She went to it early, because she became angry, so angry when she overheard one of the serving girls speaking of _Lady Margaery’s third king_ , and realised that her lord husband had been keeping any news from the capital from her.

Joffrey was dead, he was _dead_ , and Willas had never thought to tell her. The cause of her ruin was gone from the earth, and her husband had withheld that information.

So she had lost her temper, as once she would have scolded Arya for doing, and he had simply held her tight from behind, his arms locked around her between breasts and swollen belly, catching her arms at the elbows so she could not struggle. He had apologised, over and over until she had screamed from the _frustration_ of his not understanding, and he had given one great, desperate sob, shouted back that he _loved_ her, and she had shrieked and thrashed and then nearly fainted from the pain.

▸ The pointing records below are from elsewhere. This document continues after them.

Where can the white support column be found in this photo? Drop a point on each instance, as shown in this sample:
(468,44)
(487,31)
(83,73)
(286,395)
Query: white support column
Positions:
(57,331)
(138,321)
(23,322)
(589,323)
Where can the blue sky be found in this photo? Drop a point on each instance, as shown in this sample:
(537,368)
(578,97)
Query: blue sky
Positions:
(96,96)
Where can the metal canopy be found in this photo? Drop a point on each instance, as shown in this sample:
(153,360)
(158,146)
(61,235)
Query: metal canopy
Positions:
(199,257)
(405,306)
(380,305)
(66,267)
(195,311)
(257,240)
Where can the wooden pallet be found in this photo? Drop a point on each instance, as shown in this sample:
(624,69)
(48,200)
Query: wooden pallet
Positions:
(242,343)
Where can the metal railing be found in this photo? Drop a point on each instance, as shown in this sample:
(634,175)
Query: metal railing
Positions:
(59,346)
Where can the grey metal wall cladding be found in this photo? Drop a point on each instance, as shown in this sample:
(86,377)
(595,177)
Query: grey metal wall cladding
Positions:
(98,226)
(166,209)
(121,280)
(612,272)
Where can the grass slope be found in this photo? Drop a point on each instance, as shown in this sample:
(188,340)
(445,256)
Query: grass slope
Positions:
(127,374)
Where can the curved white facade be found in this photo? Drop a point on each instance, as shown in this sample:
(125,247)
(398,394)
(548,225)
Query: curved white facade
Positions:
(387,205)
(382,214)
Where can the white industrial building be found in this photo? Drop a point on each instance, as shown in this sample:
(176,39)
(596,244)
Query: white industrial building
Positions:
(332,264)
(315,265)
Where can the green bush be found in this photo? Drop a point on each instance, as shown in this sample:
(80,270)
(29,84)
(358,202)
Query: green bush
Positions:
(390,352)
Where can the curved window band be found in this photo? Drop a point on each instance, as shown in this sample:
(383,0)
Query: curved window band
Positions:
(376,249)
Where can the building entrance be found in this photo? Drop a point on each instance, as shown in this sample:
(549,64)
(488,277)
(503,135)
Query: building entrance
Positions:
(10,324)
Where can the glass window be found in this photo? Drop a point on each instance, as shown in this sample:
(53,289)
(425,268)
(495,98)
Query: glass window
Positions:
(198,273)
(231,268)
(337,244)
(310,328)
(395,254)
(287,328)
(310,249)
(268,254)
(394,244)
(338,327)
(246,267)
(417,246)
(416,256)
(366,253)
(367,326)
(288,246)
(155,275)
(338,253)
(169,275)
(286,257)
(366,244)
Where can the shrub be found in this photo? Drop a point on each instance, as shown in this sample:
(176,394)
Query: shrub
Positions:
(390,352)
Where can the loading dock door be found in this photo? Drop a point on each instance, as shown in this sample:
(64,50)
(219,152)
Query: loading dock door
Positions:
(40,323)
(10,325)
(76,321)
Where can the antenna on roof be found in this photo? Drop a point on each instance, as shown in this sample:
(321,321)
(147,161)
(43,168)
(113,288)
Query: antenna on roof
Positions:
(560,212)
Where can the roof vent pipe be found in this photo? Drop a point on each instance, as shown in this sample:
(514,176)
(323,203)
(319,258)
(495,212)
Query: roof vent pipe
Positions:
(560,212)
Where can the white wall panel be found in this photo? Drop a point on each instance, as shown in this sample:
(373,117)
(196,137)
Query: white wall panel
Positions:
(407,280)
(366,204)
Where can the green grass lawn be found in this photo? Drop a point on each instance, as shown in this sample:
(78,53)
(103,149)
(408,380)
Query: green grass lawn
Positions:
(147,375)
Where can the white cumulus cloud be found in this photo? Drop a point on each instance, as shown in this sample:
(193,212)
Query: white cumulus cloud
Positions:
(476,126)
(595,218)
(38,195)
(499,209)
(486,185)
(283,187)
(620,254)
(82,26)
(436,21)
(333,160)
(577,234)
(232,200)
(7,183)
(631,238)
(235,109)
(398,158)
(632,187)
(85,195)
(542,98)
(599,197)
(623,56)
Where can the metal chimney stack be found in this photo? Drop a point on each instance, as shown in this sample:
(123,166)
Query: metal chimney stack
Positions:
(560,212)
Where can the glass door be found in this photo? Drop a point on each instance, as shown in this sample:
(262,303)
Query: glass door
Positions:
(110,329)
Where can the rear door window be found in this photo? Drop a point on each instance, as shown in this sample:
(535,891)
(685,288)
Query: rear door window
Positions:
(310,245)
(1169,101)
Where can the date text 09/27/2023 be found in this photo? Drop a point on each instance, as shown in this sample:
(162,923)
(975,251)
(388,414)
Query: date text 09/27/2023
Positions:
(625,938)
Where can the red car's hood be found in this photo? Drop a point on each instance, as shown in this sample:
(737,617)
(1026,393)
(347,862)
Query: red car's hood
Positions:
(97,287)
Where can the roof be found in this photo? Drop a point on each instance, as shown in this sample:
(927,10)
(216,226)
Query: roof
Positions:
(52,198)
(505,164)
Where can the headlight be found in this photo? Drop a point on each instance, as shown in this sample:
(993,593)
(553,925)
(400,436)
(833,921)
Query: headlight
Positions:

She had nearly died in the birthing bed, but any pain, all pain, she would suffer any of it gladly a thousand times if that was the price she had to pay to hold her babe in her arms.

“Aelinor,” she said, a name that would not make her think of all she had lost, and she cradled the tiny little creature closer to her breast. “My Aelinor.”

“She’s perfect,” Willas whispered, brushing fingertips over Aelinor’s pink little cheek. “Utterly perfect.”

Rather than his lying lack of guile, there was only astonishment in Willas’ eyes, and they seemed less honey than usual, more sunshine in the godswood at Winterfell, not the same bright gold as it seemed below the Neck but richer for it.

She may not have been able to trust his affection for her, not even when he held himself straight with a hand on the mattress by her hip and leaned in to kiss her, naked hope in his warm eyes, but she could trust his affection for Aelinor. That would be enough. _Love only your children._

 


	2. Don't believe the things you tell yourself so late at night

Their marriage was the strangest thing Sansa had ever known.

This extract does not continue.